Роберт Блэквилл - Война иными средствами
Скрупулезно исполняя свои обязанности, мы стали еще сильнее по сравнению с нашими западными союзниками. Еще мы приобрели солидный политический вес в их глазах. Потому тем более важно для нас облечься в общеевропейскую мантию. Нам нужна эта мантия не только для того, чтобы скрыть наготу нашей внешней политики в отношении Берлина или Аушвица, но и чтобы спрятать неуклонное нарастание относительных преимуществ в экономике, политике и военной силе ФРГ в рамках Запада. Чем чаще данные преимущества попадают в поле зрения, тем сложнее становится обеспечивать пространство для маневров. И потому крайне желательно и впредь опираться на те два столпа, которые одновременно служат нам накидкой, скрывающей наши истинные возможности…
С другой стороны, я сказал, что европейская валютная система подразумевает риски. Повторю: она также сулит важные перспективы, особенно если ее внедрение увенчается успехом, перспективы того, что европейское сообщество не распадется. Это действительно ключевая предпосылка немецкой внешней политики и ее своеобразия. Она предлагает вдобавок экономические шансы, которые я не поместил в приоритеты своего выступления, но которые я не собираюсь отрицать…

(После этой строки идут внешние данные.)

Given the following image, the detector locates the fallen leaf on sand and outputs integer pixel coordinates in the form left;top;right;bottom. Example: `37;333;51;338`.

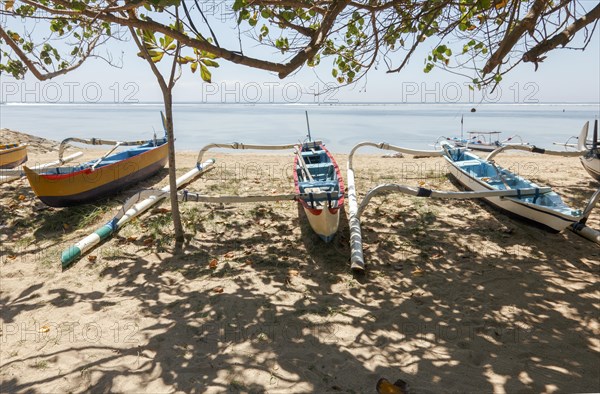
411;268;425;276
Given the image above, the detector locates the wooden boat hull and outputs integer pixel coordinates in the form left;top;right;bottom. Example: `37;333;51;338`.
444;150;580;232
0;144;27;169
294;145;344;242
581;155;600;182
24;142;168;207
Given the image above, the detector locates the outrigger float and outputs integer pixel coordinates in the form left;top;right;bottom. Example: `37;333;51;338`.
554;119;600;182
0;148;83;184
348;142;600;271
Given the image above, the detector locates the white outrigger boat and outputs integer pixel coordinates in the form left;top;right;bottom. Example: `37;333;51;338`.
348;136;600;271
442;143;600;232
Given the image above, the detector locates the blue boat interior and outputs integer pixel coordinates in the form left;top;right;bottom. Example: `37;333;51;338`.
444;146;581;216
296;143;341;208
43;138;167;175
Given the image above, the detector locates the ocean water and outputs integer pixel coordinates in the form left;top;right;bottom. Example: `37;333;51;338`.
0;103;600;153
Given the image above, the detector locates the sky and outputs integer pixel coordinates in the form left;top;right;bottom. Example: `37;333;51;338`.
0;3;600;104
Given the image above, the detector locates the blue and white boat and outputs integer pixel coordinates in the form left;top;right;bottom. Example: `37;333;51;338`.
441;142;600;232
294;141;344;242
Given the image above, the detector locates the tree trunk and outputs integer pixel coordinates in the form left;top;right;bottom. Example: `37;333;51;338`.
163;89;183;243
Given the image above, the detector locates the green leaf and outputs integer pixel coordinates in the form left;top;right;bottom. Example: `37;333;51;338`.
202;59;219;68
152;52;165;63
200;63;211;83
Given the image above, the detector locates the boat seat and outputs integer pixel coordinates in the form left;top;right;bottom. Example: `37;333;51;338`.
455;160;481;167
306;162;335;181
298;181;338;193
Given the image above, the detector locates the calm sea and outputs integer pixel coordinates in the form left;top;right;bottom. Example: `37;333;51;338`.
0;103;600;152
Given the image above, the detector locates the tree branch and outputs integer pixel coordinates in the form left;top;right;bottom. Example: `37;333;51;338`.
483;0;548;75
0;26;100;81
523;4;600;63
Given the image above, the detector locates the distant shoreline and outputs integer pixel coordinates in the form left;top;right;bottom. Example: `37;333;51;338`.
0;101;600;107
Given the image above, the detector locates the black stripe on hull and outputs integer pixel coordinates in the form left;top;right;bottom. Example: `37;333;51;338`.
38;157;167;208
450;173;576;234
0;155;27;170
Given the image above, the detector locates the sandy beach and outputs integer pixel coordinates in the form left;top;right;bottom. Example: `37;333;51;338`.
0;129;600;393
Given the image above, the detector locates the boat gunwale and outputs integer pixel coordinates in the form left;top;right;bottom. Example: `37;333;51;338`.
444;155;581;223
37;138;168;181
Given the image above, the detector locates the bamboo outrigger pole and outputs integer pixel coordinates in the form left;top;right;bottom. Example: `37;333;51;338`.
61;159;215;268
0;152;83;183
347;142;444;272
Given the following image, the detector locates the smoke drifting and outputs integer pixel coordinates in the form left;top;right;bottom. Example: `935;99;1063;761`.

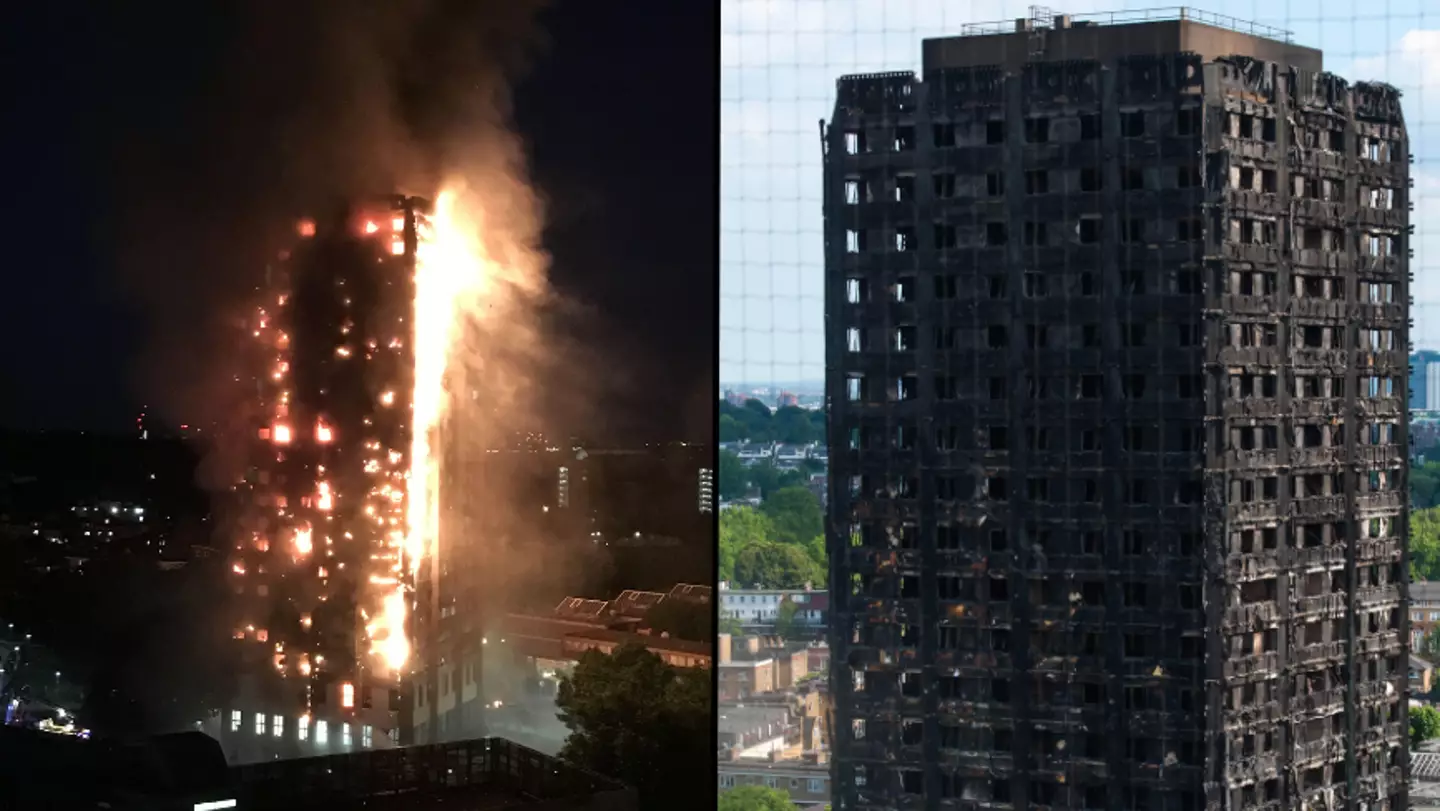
112;0;611;599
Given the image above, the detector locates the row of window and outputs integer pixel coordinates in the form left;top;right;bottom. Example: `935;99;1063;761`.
230;710;374;749
844;163;1397;210
845;268;1398;304
850;470;1401;506
720;775;828;794
842;107;1401;163
845;215;1401;258
848;517;1393;558
1225;321;1401;351
845;374;1403;406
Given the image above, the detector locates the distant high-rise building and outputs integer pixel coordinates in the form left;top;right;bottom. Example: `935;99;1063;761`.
824;13;1410;811
1410;350;1440;411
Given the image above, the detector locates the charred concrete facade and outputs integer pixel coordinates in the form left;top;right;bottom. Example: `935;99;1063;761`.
822;11;1410;811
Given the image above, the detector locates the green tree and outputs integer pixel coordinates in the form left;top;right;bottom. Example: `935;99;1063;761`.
760;487;825;545
645;598;716;642
720;413;746;442
1410;462;1440;510
1410;507;1440;581
772;406;816;445
719;507;775;581
716;785;795;811
716;451;750;500
734;542;821;589
1410;706;1440;746
556;645;714;811
775;598;801;638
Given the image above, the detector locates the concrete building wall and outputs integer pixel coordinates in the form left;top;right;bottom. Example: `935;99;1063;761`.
825;12;1408;810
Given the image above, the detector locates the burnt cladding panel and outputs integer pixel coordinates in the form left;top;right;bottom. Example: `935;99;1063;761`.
824;31;1408;808
1205;58;1407;808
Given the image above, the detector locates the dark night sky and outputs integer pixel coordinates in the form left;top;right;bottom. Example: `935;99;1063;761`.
0;0;719;438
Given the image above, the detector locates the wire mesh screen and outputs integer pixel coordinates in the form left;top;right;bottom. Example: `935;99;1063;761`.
720;0;1440;810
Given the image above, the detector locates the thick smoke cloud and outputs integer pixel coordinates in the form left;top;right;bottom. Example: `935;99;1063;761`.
108;0;544;487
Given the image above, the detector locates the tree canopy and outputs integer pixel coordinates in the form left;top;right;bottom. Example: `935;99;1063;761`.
760;487;825;545
720;487;829;589
720;399;825;445
645;598;716;642
1410;461;1440;510
716;785;795;811
734;540;824;589
556;645;714;811
1410;706;1440;746
1410;507;1440;581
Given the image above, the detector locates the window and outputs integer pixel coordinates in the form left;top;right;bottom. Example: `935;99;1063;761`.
1025;118;1050;144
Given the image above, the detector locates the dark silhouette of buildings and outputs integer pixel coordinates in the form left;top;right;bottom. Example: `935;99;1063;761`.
824;7;1408;810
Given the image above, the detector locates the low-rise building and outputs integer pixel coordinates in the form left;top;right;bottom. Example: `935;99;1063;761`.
1410;581;1440;651
1410;654;1434;697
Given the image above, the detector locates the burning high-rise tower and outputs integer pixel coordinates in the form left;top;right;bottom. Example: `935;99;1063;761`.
210;196;432;761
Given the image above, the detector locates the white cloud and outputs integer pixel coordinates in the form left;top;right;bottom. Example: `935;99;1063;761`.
720;9;1440;382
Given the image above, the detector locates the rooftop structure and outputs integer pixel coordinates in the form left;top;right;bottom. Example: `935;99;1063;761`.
824;12;1410;811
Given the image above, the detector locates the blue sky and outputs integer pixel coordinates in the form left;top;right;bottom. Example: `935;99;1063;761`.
720;0;1440;383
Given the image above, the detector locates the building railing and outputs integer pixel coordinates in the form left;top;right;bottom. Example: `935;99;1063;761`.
960;6;1295;42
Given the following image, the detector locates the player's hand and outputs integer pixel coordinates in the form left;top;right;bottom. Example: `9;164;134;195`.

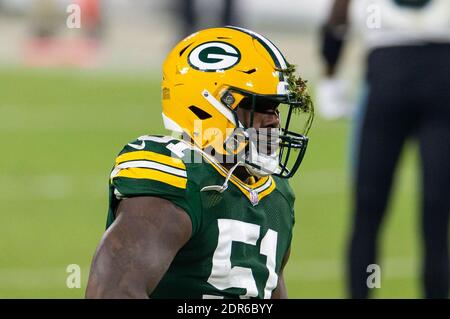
317;77;350;120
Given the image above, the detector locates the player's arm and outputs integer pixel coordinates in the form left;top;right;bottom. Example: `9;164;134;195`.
272;248;291;299
322;0;351;77
86;197;192;298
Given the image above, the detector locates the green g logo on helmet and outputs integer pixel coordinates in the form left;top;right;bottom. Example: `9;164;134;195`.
188;42;241;72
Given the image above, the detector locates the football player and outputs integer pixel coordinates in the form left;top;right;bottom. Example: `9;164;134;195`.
86;27;313;299
322;0;450;298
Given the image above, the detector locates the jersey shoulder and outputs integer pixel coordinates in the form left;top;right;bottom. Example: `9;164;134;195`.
273;176;295;209
110;135;187;192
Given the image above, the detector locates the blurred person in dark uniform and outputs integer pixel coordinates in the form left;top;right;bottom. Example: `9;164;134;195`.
318;0;450;298
178;0;236;36
29;0;64;38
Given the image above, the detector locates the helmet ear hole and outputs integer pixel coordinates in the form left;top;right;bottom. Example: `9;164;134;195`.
189;105;212;120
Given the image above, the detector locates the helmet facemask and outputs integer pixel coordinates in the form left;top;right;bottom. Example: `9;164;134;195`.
221;66;314;178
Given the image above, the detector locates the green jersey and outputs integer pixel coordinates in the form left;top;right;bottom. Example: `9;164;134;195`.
107;136;294;299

Здесь есть пределы даже для нас, дамы и господа. Мы не можем бесконечно действовать на благо доллара, который пинают, точно футбольный мяч, правительство США, их казначейство и Федеральная резервная система. Мы не можем так поступать. Но если мы когда-нибудь решим, что с нас довольно, нам нужны союзники в Европе. Ведь подобное не так-то просто сделать в отношении военного лидера Североатлантического альянса. Да, нам понадобятся товарищи, которые встанут с нами плечом к плечу и скажут: верно, немцы правы, не в наших французских, допустим, интересах, что европейскими валютами постоянно жертвуют ради доллара, которым пренебрегают в его собственной стране… Для меня лично вся ситуация была понятна с самого начала и остается составной частью внешней политики[328].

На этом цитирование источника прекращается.